Philipp SCHARWENKA (1847-1917)
Sonata in B minor for violin and piano, Op. 110 (1900) [21:15]
Sonata in C Minor for violin and piano, Op. 114 (1904) [19:19]
Suite for violin and piano, op 99 (1896) [25:10]
Natalia Prishepenko (violin) Oliver Triendl (piano)
rec. November 2015, Kupferhaus Planegg, Munich, Germany TYXART TXA16075 [65:50]
German composer Philipp Scharwenka wrote these three late romantic works for violin and piano around 1900. Philipp Scharwenka’s music is less well-known than that of his younger brother Xaver, a well-known pianist and teacher. Xaver produced lush, dramatic, high-calorie, virtuoso confections. If Xaver is the joking, back-slapping brother, Philipp is the serious, high-minded sibling, at least on the evidence of these three pieces. All are in minor keys. They are rather conservative, and perhaps represent establishment musical culture of Wilhelmine Berlin.

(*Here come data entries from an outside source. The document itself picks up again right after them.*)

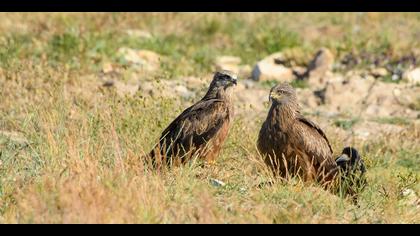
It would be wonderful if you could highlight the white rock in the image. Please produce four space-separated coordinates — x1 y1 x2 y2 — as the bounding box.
210 178 226 187
0 131 29 146
215 56 241 74
251 53 294 82
370 67 388 77
126 29 153 39
403 67 420 84
118 47 162 71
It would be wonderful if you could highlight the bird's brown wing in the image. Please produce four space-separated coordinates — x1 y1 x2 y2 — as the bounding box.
293 114 335 169
160 99 229 158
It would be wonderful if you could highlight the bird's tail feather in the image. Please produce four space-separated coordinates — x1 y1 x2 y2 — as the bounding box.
335 147 367 199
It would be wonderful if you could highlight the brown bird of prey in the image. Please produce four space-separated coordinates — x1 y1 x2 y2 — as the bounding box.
148 71 237 166
257 83 364 183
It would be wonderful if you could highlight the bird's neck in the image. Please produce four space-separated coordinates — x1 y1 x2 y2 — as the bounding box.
268 104 298 130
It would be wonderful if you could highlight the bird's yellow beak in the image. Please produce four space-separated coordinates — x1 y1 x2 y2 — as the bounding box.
270 92 282 100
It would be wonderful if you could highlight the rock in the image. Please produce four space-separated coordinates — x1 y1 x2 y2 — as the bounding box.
401 188 420 208
305 48 334 83
174 85 195 99
102 62 114 74
0 131 29 146
210 178 226 187
251 53 294 82
179 76 207 89
370 67 388 77
113 81 139 97
215 56 241 74
118 47 162 71
403 67 420 84
126 29 153 39
238 65 252 80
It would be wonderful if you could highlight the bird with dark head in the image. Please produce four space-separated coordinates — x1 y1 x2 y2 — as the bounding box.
257 83 361 192
144 71 237 166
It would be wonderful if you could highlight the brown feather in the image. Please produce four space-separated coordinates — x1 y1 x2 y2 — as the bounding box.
257 85 337 183
149 70 236 168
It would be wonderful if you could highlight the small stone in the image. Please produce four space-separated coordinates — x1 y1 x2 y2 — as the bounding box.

The opening B Minor Sonata, Op. 110 may be my favourite. It begins urgently, with a touch of menace, somewhat akin to the world of Schubert’s song, Der Zwerg. A tiny Largamente continues the unsettling mood, which is resolved by a triple-time finale. This movement begins quietly, but swings nicely by the end.
The E Minor Sonata, Op. 114 is more elegant. There is rising tension throughout the opening Allegro moderato, which ends cleverly. An Andante tranquillo provides a gentle interlude before the smoldering passion of a finale which ends with unexpected quiet.
The Suite, Op. 99, the earliest of these three works, is organized as a suite of dance movements. Most striking is a forceful Toccata. My attention wandered a bit during the Ballade, only to be restored by the Intermezzo, a perky double-time dance. The concluding Tarentella is the most playful movement on the disc.
I am not sure why Philipp Scharwenka’s music fell from favour, but note that these aesthetically cautious works remained in the Brahms-Grieg line of violin sonatas at a time when other composers were attempting innovations, such as Busoni’s Violin Sonata No. 2, a bolder work from the same era in Berlin. World War I; the composer’s death, and the march of modernism probably did the rest. But these melodic, carefully constructed works are well worth a listen.
The wonderful musicianship of Natalia Prishepenko and Oliver Triendl makes this interesting disc even more worth-while. Prishepenko, a Russian violinist based in Germany, is a veteran of the Artemis Quartet. Triendl, who has made many compelling recordings of non-canonic composers of the late Nineteenth Century, matches Preshepenko’s energy and musical intelligence. Excellent sound shows off both musicians quite well, and it is difficult to imagine a better case being made for Philipp Scharwenka.
Listening to this disc made me curious to listen to some of Philipp Scharwenka’s orchestral pieces, which disappointed. There is not much available, but perhaps his strength was chamber music. It also led me to listen again to his younger brother’s piano concertos. They are big, sprawling, well-upholstered things, packing many more thrills than Philipp’s more proper chamber music. If you have a musical sweet tooth and do not know these pieces, check out Hyperion’s excellent performances of all four of Xaver’s piano concertos.